Specific quinone reductase 2 inhibitors reduce metabolic burden and reverse Alzheimer's disease phenotype in mice

Introduction Accumulating metabolic dysfunction in the ageing brain creates chronic stress, which disrupts homeostasis and results in a wide spectrum of pathologies that risk the occurrence of dementia, such as [...]

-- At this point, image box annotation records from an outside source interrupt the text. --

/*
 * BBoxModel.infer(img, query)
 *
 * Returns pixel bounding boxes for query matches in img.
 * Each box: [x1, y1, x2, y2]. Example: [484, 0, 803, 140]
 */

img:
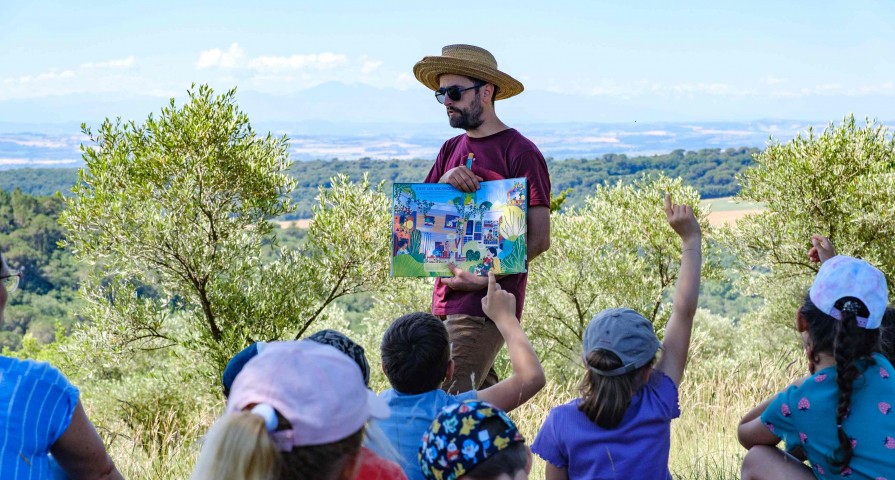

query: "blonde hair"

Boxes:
[190, 412, 364, 480]
[190, 412, 280, 480]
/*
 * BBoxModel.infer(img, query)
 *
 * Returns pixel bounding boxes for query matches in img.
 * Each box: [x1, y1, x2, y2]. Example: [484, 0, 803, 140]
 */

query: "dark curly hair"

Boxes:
[799, 296, 880, 471]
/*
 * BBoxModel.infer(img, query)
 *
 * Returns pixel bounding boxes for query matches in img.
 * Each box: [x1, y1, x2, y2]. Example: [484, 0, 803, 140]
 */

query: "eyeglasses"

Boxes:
[0, 271, 22, 292]
[435, 83, 484, 105]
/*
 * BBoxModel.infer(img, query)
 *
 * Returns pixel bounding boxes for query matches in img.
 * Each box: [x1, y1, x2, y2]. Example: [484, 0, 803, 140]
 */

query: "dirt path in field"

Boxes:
[277, 218, 311, 230]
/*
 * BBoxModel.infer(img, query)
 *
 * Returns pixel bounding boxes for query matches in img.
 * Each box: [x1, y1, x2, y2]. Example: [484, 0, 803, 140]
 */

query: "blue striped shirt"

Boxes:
[0, 357, 78, 480]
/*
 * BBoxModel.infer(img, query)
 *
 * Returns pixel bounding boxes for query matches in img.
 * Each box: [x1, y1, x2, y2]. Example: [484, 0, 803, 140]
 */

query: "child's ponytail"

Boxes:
[831, 298, 879, 471]
[191, 412, 280, 480]
[578, 350, 653, 429]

Biological aging can be described as accumulative, prolonged metabolic stress and is the major risk factor for cognitive decline and Alzheimer's disease (AD). Recently, we identified and described a quinone reductase 2 (QR2) pathway in the brain, in which QR2 acts as a removable memory constraint and metabolic buffer within neurons. QR2 becomes overexpressed with age, and it is possibly a novel contributing factor to age-related metabolic stress and cognitive deficit. We found that, in human cells, genetic removal of QR2 produced a shift in the proteome opposing that found in AD brains while simultaneously reducing oxidative stress. We therefore created highly specific QR2 inhibitors (QR2 is) to enable evaluation of chronic QR2 inhibition as a means to reduce biological age-related metabolic stress and cognitive decline. QR2 is replicated results obtained by genetic removal of QR2, while local QR2i microinjection improved hippocampal and cortical-dependent learning in rats and mice. Continuous consumption of QR2 is in drinking water improved cognition and reduced pathology in the brains of AD-model mice (5xFAD), with a noticeable between-sex effect on treatment duration. These results demonstrate the importance of QR2 activity and pathway function in the healthy and neurodegenerative brain and what we believe to be the great therapeutic potential of QR2 is as first-in-class drugs.